Раз в месяц господин Вахдати – вполне щедро – позволял мне взять машину и съездить в Шадбаг, мою родную деревню, повидаться с Парваной и ее мужем Сабуром. Когда бы ни приезжал я в деревню, меня встречали орды вопящих детишек, они скакали вокруг машины, шлепали ее по бортам, стучали в окно. Кое-кто из этих маленьких сорванцов даже пытался забраться на крышу, и приходилось их отгонять – еще поцарапают краску или помнут бока.

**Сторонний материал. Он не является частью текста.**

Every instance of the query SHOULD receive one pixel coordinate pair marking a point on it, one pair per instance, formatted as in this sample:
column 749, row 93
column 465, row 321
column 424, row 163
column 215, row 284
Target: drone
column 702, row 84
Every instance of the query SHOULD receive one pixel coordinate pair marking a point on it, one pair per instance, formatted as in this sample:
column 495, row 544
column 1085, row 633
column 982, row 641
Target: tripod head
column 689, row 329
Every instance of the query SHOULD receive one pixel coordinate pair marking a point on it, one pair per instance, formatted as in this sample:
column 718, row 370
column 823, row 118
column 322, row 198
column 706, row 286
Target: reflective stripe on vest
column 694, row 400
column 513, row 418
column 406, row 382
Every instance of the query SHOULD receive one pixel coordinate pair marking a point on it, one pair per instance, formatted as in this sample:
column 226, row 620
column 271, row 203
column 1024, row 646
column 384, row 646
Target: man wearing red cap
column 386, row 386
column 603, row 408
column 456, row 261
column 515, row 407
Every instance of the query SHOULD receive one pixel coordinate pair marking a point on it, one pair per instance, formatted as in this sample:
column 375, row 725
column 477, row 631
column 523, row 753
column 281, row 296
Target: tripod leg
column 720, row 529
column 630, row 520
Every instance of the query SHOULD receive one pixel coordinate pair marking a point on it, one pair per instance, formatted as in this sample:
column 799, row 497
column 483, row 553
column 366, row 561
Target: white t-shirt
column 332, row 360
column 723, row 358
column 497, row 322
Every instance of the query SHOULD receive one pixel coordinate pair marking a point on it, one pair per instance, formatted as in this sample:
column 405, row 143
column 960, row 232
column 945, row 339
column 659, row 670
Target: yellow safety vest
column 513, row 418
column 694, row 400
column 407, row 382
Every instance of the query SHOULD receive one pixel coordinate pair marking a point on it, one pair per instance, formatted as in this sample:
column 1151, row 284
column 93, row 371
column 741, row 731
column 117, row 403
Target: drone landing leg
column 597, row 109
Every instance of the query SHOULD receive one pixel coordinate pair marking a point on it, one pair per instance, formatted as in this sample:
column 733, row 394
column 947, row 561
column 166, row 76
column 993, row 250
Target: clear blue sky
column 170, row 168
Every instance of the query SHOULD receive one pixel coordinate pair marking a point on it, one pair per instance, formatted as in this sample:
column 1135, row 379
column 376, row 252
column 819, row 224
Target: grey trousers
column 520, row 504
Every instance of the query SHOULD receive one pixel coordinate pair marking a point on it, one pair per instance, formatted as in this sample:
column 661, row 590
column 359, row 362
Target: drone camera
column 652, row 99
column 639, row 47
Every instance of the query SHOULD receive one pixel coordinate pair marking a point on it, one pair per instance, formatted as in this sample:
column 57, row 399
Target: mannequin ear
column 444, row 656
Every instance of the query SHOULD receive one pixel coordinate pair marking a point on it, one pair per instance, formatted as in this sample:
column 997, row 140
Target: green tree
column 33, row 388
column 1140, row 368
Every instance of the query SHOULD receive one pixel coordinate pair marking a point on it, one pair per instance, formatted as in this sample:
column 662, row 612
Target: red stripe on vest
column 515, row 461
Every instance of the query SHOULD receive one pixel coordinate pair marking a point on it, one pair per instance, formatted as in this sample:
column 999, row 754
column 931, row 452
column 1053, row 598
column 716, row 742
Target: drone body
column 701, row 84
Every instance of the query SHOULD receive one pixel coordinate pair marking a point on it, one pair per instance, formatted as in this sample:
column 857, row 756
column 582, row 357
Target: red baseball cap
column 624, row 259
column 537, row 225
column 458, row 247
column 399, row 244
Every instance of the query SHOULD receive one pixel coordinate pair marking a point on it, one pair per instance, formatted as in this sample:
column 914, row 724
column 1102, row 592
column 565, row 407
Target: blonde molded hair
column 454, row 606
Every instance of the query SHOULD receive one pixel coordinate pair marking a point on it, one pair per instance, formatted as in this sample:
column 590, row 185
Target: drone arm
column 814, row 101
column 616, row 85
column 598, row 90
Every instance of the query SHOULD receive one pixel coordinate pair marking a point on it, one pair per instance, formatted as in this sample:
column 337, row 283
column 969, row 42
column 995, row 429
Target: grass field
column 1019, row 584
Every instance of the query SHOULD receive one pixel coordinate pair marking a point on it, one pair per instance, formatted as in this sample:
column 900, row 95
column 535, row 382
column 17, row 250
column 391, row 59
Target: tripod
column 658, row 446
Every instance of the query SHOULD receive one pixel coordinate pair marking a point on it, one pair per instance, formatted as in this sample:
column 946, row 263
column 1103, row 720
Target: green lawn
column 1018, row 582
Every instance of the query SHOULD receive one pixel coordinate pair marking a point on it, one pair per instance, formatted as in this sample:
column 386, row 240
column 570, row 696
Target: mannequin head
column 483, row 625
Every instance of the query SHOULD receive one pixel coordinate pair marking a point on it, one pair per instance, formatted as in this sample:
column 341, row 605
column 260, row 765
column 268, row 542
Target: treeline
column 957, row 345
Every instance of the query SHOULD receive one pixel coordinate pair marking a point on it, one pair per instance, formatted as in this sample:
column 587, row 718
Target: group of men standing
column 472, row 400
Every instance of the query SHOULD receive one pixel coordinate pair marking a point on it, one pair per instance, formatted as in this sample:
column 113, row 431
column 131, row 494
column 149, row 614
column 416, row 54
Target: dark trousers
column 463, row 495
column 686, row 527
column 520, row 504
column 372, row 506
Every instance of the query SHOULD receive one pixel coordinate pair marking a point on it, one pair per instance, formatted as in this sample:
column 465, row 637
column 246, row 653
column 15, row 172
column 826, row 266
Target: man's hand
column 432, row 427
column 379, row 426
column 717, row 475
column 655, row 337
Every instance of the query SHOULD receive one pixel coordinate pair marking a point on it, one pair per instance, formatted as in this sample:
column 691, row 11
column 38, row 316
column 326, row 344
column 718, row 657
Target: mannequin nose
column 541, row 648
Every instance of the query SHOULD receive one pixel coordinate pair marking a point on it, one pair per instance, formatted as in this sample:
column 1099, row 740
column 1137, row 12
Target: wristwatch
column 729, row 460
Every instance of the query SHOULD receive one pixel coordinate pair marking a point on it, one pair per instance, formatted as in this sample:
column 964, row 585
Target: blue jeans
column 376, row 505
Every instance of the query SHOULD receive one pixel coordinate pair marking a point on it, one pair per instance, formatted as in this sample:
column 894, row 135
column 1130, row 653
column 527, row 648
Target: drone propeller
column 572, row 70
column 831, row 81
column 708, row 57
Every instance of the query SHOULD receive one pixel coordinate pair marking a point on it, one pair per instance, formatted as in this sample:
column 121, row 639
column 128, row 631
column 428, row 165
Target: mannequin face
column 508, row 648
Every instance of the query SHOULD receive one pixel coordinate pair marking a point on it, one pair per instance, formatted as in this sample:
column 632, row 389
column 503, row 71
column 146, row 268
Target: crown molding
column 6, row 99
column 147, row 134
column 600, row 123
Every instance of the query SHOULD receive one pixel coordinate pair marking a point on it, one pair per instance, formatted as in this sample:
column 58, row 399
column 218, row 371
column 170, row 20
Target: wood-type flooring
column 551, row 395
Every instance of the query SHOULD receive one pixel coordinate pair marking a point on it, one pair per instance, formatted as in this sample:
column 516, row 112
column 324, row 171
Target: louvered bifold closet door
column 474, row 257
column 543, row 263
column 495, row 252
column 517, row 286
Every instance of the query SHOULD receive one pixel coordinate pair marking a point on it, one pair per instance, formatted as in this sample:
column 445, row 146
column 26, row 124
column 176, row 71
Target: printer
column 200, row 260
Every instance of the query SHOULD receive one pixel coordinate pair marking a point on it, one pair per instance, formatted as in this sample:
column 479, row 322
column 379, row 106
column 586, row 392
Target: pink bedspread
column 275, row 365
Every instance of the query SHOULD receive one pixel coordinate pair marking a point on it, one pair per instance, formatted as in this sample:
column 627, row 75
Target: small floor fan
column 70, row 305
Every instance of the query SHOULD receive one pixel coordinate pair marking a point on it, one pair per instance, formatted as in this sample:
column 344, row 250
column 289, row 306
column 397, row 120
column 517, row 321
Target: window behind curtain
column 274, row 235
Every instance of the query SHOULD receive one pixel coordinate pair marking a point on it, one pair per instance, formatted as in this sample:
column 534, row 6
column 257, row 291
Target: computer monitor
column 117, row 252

Смотри-ка, Наби, – говаривал Сабур. – Ты у нас знаменитость.

Поскольку его дети – Абдулла и Пари – остались без матери (Парвана – их мачеха), я старался быть с ними внимательным, особенно с мальчиком постарше, ибо он в этом, кажется, нуждался сильнее всего. Я предлагал ему лично покататься на машине, но он всегда настаивал, что поедет с крошкой-сестрой, держа ее на коленях, покуда мы кружили по дороге вокруг Шадбага. Я позволял ему включать дворники, гудеть в клаксон. Показал, как включать фары и переводить их с ближнего света на дальний.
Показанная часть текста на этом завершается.